In the short run, perhaps he has in his mind a model in which the Reserve Bank determines nominal GDP growth. If it did then, all else equal, the higher real economic activity was in any particular period then, mechanically, the lower inflation would be in that period. If higher productivity was an element in that higher real economic activity, and nothing else changed as a result, then higher productivity might be part of such a story. But the Reserve Bank does not control nominal GDP growth in that sort of mechanical sense, and if firms suddenly stumble on paths to higher productivity it is very likely nothing else will change as a result. Over the longer-term, higher rates of real GDP growth – and productivity growth – tend to be associated with higher, not lower, interest rates (a “good thing” in that context, as not only is there typically strong investment demand to take advantage of the productivity shocks and the opportunities they create, but also expected future incomes will be stronger and people will rationally want to lift consumption now in anticipation of those future gains).

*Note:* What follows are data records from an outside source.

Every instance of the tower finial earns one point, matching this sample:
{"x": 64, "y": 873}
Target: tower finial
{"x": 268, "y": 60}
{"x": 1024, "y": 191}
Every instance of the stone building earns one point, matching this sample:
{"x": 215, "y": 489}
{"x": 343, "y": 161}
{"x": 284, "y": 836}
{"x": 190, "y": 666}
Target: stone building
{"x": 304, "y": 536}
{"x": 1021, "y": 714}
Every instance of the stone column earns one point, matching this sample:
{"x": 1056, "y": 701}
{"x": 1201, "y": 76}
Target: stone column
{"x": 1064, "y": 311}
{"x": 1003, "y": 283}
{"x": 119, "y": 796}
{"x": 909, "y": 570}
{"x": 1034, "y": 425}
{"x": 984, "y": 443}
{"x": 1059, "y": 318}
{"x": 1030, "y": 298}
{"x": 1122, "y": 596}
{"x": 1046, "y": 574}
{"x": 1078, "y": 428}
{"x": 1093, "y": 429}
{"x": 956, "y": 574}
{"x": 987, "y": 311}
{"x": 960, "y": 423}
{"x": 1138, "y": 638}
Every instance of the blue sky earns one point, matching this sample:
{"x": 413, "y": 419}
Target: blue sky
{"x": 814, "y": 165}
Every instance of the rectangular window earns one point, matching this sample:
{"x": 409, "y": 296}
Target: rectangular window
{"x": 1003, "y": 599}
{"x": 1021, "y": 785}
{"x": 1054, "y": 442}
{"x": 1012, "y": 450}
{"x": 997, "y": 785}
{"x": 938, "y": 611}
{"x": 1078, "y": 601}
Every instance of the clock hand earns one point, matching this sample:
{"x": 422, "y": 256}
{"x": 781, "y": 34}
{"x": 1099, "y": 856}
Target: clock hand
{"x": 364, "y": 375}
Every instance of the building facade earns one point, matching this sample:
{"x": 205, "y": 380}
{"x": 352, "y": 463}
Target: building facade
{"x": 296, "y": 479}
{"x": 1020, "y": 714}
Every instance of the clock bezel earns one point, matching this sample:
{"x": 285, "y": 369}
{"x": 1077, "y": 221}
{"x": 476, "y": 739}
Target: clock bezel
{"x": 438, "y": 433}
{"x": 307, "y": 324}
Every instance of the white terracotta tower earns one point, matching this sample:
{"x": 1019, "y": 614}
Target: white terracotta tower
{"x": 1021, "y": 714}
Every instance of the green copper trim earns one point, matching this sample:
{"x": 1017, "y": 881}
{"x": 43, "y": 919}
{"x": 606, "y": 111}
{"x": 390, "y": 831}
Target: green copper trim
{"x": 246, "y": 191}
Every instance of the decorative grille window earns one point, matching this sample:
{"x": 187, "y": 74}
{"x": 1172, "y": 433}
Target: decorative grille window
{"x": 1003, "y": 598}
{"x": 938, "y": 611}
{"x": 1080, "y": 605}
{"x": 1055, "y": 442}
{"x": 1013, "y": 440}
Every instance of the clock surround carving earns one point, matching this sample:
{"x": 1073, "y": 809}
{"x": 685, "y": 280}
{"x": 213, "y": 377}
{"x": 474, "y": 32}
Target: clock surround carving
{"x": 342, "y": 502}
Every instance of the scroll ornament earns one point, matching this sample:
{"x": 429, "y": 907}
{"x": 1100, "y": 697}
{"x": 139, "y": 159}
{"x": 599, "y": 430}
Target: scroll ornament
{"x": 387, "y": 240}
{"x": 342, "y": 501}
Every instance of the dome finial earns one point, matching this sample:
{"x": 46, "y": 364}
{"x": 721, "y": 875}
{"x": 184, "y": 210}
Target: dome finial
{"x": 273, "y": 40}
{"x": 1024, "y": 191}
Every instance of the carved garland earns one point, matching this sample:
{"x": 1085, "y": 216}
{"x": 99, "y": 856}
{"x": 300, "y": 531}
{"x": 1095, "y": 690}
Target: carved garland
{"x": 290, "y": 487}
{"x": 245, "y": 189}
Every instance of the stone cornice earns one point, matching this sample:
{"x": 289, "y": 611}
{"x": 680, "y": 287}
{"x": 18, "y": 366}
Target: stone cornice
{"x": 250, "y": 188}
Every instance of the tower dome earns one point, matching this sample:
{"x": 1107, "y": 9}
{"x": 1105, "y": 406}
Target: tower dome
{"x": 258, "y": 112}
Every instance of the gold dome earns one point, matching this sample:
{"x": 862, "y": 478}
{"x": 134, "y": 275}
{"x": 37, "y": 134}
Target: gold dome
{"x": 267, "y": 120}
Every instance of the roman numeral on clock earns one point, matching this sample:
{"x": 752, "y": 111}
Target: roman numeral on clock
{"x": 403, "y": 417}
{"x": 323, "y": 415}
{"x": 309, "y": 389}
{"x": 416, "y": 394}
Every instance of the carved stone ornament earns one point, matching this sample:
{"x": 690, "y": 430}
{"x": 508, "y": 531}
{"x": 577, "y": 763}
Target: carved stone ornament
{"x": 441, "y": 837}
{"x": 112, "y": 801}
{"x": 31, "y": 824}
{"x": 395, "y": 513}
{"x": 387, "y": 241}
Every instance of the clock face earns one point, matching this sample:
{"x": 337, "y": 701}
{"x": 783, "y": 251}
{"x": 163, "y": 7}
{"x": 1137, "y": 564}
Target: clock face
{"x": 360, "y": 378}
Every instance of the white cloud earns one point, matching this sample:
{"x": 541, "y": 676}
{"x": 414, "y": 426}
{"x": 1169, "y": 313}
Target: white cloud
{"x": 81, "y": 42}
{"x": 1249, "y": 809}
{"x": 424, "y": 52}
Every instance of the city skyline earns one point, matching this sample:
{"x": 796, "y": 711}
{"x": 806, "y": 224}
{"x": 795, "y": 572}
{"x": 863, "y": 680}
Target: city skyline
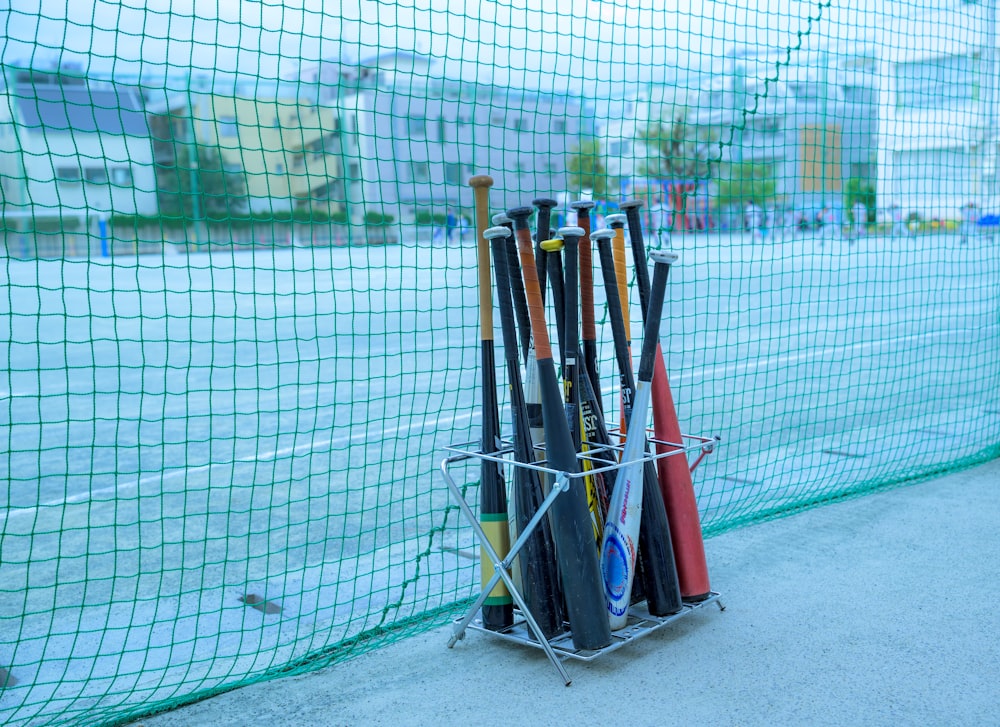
{"x": 524, "y": 46}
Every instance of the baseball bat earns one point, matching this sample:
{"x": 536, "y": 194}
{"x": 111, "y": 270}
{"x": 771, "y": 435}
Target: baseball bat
{"x": 539, "y": 578}
{"x": 658, "y": 570}
{"x": 542, "y": 219}
{"x": 571, "y": 367}
{"x": 554, "y": 263}
{"x": 579, "y": 567}
{"x": 497, "y": 611}
{"x": 588, "y": 338}
{"x": 516, "y": 286}
{"x": 621, "y": 531}
{"x": 620, "y": 279}
{"x": 676, "y": 486}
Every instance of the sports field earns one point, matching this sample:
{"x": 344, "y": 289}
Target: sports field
{"x": 184, "y": 431}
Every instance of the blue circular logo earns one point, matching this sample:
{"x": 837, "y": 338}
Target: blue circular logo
{"x": 616, "y": 569}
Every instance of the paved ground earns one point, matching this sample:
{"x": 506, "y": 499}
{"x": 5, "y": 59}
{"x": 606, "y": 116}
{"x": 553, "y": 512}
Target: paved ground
{"x": 877, "y": 610}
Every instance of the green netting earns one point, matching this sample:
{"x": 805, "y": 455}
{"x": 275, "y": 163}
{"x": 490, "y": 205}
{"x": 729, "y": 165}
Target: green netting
{"x": 240, "y": 316}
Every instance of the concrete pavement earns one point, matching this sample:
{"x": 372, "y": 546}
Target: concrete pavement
{"x": 876, "y": 610}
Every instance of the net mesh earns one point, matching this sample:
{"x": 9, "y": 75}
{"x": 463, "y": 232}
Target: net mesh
{"x": 240, "y": 311}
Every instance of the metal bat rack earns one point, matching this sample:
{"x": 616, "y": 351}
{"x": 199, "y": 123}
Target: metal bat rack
{"x": 525, "y": 630}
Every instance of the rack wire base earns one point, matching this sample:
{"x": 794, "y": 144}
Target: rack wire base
{"x": 640, "y": 623}
{"x": 524, "y": 629}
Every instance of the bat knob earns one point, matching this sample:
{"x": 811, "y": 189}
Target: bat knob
{"x": 571, "y": 231}
{"x": 491, "y": 233}
{"x": 520, "y": 215}
{"x": 662, "y": 256}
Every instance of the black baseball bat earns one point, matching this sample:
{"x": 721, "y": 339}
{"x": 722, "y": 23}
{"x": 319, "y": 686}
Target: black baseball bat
{"x": 588, "y": 346}
{"x": 539, "y": 576}
{"x": 620, "y": 546}
{"x": 579, "y": 568}
{"x": 571, "y": 367}
{"x": 658, "y": 567}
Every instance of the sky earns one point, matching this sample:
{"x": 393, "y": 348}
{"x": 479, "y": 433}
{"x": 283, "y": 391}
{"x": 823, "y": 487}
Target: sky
{"x": 516, "y": 41}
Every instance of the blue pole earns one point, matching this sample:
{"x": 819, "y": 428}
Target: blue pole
{"x": 102, "y": 226}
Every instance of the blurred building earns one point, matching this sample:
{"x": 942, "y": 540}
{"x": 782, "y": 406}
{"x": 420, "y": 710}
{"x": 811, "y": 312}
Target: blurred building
{"x": 73, "y": 147}
{"x": 413, "y": 138}
{"x": 274, "y": 147}
{"x": 937, "y": 111}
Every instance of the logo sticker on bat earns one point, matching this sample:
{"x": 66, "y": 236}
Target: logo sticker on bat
{"x": 619, "y": 554}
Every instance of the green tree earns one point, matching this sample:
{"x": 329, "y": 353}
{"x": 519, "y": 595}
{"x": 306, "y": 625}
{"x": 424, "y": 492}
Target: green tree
{"x": 586, "y": 169}
{"x": 678, "y": 149}
{"x": 745, "y": 181}
{"x": 861, "y": 190}
{"x": 205, "y": 189}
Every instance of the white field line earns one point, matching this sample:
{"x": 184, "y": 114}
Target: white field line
{"x": 312, "y": 445}
{"x": 453, "y": 420}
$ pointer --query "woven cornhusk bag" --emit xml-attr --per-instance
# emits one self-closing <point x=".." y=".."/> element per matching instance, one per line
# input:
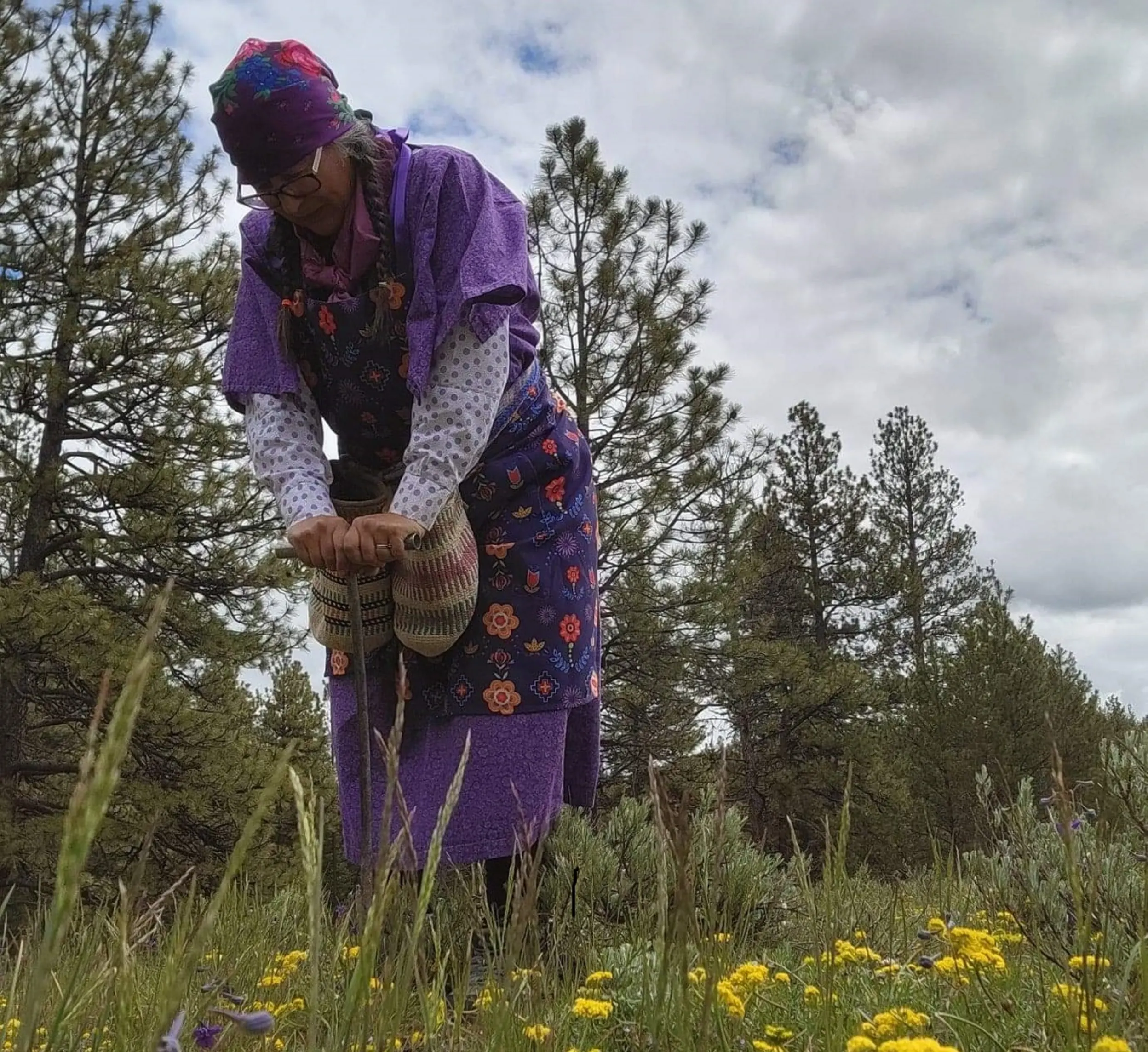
<point x="426" y="599"/>
<point x="354" y="492"/>
<point x="436" y="585"/>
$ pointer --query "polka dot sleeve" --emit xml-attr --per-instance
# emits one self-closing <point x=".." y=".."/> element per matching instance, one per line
<point x="452" y="425"/>
<point x="285" y="437"/>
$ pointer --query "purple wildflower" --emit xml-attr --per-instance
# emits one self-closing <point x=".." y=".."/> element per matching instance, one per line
<point x="253" y="1023"/>
<point x="170" y="1041"/>
<point x="207" y="1034"/>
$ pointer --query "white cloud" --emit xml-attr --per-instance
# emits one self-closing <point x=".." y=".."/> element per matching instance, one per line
<point x="934" y="205"/>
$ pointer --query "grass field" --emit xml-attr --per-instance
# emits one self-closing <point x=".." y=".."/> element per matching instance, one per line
<point x="679" y="935"/>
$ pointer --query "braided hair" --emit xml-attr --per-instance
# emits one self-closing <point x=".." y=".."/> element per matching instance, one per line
<point x="373" y="160"/>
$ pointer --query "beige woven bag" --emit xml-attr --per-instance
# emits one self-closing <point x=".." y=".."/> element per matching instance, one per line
<point x="426" y="599"/>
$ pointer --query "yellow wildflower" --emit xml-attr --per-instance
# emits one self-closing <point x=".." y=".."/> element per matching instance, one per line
<point x="1074" y="995"/>
<point x="589" y="1007"/>
<point x="1110" y="1044"/>
<point x="896" y="1023"/>
<point x="746" y="978"/>
<point x="976" y="947"/>
<point x="1089" y="963"/>
<point x="844" y="953"/>
<point x="915" y="1044"/>
<point x="728" y="996"/>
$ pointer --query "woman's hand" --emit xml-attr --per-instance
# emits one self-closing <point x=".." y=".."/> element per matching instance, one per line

And if, as it appears may be the case, Conway is more focused on the short-term (“without the need for ongoing interest rate increases”) then it is really just magic fairy stuff, distracting from the (hard) choices the Reserve Bank has been having to make. Productivity growth isn’t just conjured out of the air at short notice to suit the cyclical preferences of central bankers.

It might have been better if Conway had declined to participate in this elite vox pop (after all, monetary policy really hasn’t much to offer, and we shouldn’t want to hear a central banker’s personal views on other policies) but if he was going to participate he really should have produced something better than what actually appeared. Yes, he didn’t have many words to play with, but the basic points aren’t hard to make quite simply. Whatever shocks, positive or negative, the economy experiences the Reserve Bank should be looking to provide a stable macroeconomic backdrop, and nothing monetary policy does can do more than take some of the rough edges off the worst of booms and busts while delivering a stable and predictable general level of prices. After the failures of recent years, that wouldn’t be nothing.